Created attachment 1269473 [details] system information Description of problem: I updated to F26 and the update went well, but the system wouldn't boot after. Unfortunately, the journal etc. have no information on the failed boots at all. Since this was an upgrade, I used the F25 kernel and that boot just fine. Version-Release number of selected component (if applicable): kernel-4.11.0-0.rc4.git0.1.fc26.x86_64 kernel-4.11.0-0.rc5.git0.1.fc26.x86_64 How reproducible: Always Steps to Reproduce: 1. Update F25 to F26 using dnf - check that update goes correctly 2. Reboot after upgrade 3. Actual results: System does not boot - monitor doesnt show any output, and keyboard/mouse seem unresponsive too. Expected results: Should boot normally as expected. Additional info: I also used the F26 workstation live image hoping to run a fresh install to replicate the issue, but the live image doesn't run well either. I get CPU lockups. Images attached - I cant quite say if the live image and the installed+upgraded system are experiencing the same issue, so this may not be helpful. fpaste sysinfo from the functioning kernel also attached.

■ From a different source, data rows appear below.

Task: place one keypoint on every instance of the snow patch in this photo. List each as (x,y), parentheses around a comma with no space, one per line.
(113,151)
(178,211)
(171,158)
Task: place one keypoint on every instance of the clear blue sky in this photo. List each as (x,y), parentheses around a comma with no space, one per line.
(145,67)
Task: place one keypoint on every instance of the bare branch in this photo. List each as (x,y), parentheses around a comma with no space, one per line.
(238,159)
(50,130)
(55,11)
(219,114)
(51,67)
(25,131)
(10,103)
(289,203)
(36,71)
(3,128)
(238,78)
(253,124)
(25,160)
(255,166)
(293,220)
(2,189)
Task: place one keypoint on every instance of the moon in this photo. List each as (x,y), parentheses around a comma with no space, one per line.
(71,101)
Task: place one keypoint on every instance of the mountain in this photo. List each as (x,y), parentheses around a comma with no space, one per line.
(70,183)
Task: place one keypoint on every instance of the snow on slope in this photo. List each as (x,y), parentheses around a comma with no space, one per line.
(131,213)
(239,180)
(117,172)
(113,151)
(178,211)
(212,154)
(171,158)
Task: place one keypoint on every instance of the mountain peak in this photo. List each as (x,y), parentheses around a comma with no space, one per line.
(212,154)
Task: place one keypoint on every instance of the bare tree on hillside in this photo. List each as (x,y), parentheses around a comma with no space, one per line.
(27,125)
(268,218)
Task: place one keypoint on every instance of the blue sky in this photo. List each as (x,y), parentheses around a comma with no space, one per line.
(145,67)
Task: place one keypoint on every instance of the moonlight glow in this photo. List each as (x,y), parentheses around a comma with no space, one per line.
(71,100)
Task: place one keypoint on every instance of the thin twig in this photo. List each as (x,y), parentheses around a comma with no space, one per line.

Created attachment 1269474 [details] image showing cpu lockup on F26 LIVE media
Created attachment 1269475 [details] second image showing cpu lockup on F26 LIVE media
I realise there isn't much debug information here - please do let me know if there are any steps you'd like me to take to supply other bits that may be required.
Created attachment 1272508 [details] Screen photo showing output The output says something about nouveau - could be an issue there? Would a dev please take a look and reassign etc?
Reporting in to state that i have same and/or similar issues related to the nouveau driver. Currenly using a Dell XPS 15 9550.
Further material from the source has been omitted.